= 1891 Wellington colonial by-election =

By-election in New South Wales, Australia

A by-election was held for the New South Wales Legislative Assembly electorate of Wellington on 29 May 1891 because of the death of David Ferguson.

==Dates==

| Date | Event |
|---|---|
| 5 May 1891 | David Ferguson died. |
| 12 May 1891 | Writ of election issued by the Speaker of the Legislative Assembly. |
| 22 May 1891 | Nominations |
| 29 May 1891 | Polling day |
| 1 June 1891 | Declaration of the poll. |
| 6 June 1891 | The Legislative Assembly was dissolved, and writs were issued by the Governor to proceed with a general election. |
| 11 June 1891 | Return of writ |
| 20 June 1891 | Poll at Wellington |

==Candidates==
- Michael O'Halloran was the proprietor of the Wellington Times and Australian Industrial Liberator, founded to support the labour movement, and one of the pioneers of the Labour Electoral League, that would become the Labour Party.
- Alexander Riddel was a former minister, proprietor of the Broken Hill Times, advocate for a single tax, and another of the pioneers of the Labour Electoral League He had previously stood as a Free Trade candidate at the 1889 election for Inverell.
- Thomas Quirk was the manager of flour mills owned by the former member David Ferguson and was an alderman on the Wellington Council.
- Thomas York was a stock and station agent in Wellington and a former Mayor of Wellington.

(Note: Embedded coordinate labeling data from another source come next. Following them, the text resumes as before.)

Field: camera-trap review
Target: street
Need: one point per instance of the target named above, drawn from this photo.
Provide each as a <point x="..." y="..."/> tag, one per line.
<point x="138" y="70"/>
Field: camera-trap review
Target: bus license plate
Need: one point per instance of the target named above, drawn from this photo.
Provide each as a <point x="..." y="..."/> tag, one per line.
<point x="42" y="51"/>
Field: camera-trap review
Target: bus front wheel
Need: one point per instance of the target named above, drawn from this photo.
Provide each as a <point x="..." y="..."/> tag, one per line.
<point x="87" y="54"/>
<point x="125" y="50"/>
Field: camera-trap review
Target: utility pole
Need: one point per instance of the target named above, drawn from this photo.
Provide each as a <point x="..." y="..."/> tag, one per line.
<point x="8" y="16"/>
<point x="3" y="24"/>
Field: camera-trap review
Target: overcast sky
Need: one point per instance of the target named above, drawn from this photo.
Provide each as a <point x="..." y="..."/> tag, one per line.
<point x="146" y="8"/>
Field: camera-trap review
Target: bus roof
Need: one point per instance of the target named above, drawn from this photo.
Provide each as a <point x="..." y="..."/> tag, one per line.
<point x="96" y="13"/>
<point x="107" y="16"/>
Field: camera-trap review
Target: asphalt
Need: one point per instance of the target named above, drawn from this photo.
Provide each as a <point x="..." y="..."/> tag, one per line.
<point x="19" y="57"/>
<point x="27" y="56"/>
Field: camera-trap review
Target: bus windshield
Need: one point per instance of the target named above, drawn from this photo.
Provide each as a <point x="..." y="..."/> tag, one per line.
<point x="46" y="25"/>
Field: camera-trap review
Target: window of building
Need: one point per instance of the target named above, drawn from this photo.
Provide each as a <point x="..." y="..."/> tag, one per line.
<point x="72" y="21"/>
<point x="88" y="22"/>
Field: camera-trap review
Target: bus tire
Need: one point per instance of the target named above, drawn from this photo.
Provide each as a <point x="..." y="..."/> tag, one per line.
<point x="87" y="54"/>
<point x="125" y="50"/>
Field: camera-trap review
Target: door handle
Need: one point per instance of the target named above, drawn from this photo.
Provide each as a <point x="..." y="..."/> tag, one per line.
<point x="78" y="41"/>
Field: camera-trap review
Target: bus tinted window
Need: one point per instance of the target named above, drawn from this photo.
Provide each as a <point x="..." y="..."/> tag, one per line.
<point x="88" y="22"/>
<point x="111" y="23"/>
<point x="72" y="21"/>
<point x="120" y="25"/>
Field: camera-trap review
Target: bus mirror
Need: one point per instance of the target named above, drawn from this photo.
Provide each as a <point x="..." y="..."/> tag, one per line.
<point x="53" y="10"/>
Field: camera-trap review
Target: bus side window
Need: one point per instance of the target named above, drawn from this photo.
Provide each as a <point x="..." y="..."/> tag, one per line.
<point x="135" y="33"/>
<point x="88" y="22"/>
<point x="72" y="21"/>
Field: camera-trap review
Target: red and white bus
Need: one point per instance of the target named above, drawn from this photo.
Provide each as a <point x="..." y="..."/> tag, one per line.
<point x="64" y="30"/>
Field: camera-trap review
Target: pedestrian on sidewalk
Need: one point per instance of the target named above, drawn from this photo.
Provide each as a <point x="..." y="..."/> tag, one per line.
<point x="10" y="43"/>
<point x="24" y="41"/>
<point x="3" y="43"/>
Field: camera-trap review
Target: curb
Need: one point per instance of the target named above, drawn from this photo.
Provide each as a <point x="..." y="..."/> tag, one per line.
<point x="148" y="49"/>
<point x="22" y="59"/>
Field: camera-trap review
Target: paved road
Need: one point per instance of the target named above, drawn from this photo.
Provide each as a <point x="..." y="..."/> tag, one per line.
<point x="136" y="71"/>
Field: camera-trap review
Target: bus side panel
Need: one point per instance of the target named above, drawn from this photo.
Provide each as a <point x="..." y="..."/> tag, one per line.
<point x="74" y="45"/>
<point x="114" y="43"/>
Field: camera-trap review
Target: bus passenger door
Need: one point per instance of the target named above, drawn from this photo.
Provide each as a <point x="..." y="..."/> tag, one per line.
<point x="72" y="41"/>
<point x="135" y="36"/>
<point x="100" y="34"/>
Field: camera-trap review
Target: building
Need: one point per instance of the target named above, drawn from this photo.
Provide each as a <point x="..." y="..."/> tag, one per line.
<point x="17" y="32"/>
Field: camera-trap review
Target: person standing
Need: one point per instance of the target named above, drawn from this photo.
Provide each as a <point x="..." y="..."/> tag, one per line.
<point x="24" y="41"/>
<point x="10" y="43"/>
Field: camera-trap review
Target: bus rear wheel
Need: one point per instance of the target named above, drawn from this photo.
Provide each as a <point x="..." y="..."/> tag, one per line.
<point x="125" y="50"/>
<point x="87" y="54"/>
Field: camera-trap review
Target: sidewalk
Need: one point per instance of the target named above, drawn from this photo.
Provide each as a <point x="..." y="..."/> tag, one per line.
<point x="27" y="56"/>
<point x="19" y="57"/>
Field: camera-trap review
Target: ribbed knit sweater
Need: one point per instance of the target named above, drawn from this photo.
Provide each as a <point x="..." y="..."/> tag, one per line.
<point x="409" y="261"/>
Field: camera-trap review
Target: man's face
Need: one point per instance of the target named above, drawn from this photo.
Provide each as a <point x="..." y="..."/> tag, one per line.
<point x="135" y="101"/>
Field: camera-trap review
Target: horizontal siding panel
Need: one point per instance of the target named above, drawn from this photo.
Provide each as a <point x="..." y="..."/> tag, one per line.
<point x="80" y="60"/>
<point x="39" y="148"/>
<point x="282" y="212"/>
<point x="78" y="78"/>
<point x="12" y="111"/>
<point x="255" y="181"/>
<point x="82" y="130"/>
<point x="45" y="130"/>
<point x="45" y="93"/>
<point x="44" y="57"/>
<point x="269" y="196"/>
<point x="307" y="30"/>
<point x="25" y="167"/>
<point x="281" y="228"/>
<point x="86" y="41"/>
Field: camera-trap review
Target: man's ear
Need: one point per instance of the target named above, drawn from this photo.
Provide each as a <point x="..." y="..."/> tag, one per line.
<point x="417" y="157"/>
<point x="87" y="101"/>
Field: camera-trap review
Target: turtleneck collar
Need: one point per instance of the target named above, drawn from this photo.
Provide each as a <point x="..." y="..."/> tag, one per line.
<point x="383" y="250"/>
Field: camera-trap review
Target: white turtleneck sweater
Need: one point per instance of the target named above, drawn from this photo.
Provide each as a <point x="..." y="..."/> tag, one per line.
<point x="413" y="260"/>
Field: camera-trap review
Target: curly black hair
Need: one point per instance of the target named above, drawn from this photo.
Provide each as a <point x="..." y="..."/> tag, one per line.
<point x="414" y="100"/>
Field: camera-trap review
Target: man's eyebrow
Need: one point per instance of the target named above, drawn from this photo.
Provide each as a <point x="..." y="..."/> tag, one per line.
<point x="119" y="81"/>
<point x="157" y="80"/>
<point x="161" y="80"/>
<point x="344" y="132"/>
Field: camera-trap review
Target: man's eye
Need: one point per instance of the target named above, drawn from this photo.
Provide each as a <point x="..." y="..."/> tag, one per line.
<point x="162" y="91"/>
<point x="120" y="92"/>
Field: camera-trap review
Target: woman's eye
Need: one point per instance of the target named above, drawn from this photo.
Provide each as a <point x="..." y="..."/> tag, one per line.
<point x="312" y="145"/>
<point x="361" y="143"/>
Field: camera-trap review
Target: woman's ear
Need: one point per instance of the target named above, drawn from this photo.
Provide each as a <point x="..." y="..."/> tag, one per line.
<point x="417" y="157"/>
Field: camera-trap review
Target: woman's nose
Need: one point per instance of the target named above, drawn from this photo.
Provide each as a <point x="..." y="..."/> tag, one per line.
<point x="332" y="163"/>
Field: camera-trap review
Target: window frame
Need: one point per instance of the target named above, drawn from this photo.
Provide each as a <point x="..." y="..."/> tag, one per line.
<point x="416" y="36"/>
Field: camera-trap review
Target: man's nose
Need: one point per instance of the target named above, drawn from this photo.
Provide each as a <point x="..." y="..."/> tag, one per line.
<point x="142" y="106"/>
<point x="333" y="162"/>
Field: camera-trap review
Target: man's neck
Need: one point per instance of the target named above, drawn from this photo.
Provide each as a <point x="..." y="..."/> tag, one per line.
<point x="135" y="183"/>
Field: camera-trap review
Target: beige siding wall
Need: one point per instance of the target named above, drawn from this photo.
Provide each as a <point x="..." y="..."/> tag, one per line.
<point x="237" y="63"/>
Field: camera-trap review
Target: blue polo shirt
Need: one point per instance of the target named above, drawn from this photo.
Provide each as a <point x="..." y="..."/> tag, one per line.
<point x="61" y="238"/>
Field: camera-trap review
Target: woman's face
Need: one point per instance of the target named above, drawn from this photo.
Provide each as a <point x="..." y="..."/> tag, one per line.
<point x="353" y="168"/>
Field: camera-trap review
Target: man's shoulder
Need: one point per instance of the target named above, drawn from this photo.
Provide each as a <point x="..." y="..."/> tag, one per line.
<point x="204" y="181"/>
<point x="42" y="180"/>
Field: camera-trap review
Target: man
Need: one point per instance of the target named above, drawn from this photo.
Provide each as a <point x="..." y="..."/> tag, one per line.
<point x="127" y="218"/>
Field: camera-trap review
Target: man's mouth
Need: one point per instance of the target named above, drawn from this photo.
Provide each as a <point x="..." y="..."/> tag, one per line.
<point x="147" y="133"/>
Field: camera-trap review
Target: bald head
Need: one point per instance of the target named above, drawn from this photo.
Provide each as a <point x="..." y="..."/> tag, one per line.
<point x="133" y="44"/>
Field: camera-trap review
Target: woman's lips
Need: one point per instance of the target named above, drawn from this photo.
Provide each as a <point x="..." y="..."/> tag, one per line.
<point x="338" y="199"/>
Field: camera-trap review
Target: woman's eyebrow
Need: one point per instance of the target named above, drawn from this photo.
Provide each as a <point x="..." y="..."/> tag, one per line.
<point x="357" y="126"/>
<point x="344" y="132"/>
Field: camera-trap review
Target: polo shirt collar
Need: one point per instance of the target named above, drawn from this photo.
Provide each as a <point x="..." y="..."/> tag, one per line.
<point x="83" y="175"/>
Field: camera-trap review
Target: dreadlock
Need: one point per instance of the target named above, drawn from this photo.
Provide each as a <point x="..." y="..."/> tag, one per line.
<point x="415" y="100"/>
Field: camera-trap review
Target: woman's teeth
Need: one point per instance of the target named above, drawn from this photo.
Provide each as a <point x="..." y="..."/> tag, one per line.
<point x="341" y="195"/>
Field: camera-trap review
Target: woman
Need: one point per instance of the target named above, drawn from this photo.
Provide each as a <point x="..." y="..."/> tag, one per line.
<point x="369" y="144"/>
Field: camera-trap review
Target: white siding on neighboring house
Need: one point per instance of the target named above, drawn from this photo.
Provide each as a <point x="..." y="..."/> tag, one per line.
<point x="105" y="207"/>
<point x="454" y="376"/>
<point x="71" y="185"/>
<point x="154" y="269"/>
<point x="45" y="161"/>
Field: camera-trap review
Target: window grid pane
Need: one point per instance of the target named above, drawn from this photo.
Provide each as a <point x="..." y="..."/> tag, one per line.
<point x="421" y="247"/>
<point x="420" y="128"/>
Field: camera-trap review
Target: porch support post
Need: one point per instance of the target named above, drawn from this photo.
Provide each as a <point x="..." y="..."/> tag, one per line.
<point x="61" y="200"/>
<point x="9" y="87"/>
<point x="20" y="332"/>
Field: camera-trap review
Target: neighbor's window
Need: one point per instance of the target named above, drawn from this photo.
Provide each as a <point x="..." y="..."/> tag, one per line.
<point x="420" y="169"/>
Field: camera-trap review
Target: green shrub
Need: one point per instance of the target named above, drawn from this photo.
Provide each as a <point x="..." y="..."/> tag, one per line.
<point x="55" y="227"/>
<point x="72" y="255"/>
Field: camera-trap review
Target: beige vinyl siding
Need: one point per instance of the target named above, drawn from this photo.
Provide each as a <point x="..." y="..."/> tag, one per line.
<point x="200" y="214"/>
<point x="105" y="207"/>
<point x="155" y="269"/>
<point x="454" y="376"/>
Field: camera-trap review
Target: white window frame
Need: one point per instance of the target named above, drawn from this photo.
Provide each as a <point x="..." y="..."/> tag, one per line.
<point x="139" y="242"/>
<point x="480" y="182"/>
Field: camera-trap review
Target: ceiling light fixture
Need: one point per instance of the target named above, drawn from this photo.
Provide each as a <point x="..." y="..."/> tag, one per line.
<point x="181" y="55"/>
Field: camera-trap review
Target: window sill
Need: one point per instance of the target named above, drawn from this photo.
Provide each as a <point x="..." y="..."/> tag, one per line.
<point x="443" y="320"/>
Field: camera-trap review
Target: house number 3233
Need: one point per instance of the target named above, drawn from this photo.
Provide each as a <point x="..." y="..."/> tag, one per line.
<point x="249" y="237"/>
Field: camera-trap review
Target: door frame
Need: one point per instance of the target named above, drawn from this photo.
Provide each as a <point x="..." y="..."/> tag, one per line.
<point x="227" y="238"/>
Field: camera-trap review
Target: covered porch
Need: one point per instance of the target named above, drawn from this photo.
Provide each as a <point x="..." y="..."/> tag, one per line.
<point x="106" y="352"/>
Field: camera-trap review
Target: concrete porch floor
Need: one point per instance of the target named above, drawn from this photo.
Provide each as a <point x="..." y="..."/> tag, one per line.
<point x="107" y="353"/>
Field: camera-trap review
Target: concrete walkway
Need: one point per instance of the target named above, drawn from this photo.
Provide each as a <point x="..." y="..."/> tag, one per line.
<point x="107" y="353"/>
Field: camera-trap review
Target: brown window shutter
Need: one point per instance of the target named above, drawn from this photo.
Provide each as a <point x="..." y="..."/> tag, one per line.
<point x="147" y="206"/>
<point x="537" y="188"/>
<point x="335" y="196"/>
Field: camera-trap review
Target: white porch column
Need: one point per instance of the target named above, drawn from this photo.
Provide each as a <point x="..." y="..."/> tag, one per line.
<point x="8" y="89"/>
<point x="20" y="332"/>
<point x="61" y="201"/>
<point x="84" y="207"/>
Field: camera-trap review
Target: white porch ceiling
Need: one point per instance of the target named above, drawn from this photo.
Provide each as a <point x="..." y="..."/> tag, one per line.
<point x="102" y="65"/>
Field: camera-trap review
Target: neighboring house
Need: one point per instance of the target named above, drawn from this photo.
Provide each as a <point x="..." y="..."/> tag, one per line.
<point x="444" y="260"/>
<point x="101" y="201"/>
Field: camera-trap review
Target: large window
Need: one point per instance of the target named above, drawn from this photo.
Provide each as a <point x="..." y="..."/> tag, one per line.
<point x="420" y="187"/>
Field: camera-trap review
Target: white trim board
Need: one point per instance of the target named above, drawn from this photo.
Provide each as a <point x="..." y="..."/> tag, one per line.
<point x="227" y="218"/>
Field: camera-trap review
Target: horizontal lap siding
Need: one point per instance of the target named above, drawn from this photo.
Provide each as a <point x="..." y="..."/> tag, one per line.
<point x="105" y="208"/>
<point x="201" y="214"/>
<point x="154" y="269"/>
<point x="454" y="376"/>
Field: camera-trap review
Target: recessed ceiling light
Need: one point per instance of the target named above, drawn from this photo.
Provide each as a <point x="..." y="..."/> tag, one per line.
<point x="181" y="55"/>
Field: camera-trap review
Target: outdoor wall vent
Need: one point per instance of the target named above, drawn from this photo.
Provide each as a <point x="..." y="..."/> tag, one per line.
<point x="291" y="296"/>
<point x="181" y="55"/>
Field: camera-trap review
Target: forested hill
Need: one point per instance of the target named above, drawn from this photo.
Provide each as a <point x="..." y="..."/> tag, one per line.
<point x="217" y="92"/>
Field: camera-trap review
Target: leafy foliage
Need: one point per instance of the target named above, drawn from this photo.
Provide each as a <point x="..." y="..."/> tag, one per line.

Both O'Halloran and Riddel claimed to represent the Labour Party and engaged in a public dispute as to who had been chosen by the unions to represent the workers of Wellington. Antony Green labeled O'Halloran as a Protectionist and Riddel as a Free Trader, which reflects their positions on the fiscal issue, one of the issues which would divide the Labour Party following the 1891 election.

==Result==

1891 Wellington by-election Friday 29 May
| Party |  | Candidate | Votes | % | ±% |
|---|---|---|---|---|---|
|  | Protectionist | Thomas York (elected) | 292 | 31.0 |  |
|  | Protectionist | Thomas Quirk | 285 | 30.2 |  |
|  | Labour | Michael O'Halloran | 221 | 23.4 |  |
|  | Labour | Alexander Riddel | 145 | 15.4 |  |
| Total formal votes |  |  | 943 | 100.0 | +3.3 |
| Informal votes |  |  | 0 | 0.0 | −3.3 |
| Turnout |  |  | 943 | 58.5 | +1.9 |
|  | Protectionist hold |  |  |  |  |

David Ferguson died.

==Aftermath==
York did not get to take his seat as parliament was prorogued the day after the declaration of the poll, and dissolved on 6 June for a general election. York, Quirk and O'Halloran each contested the election on 20 June, with similar results, York was elected with a slightly increased margin.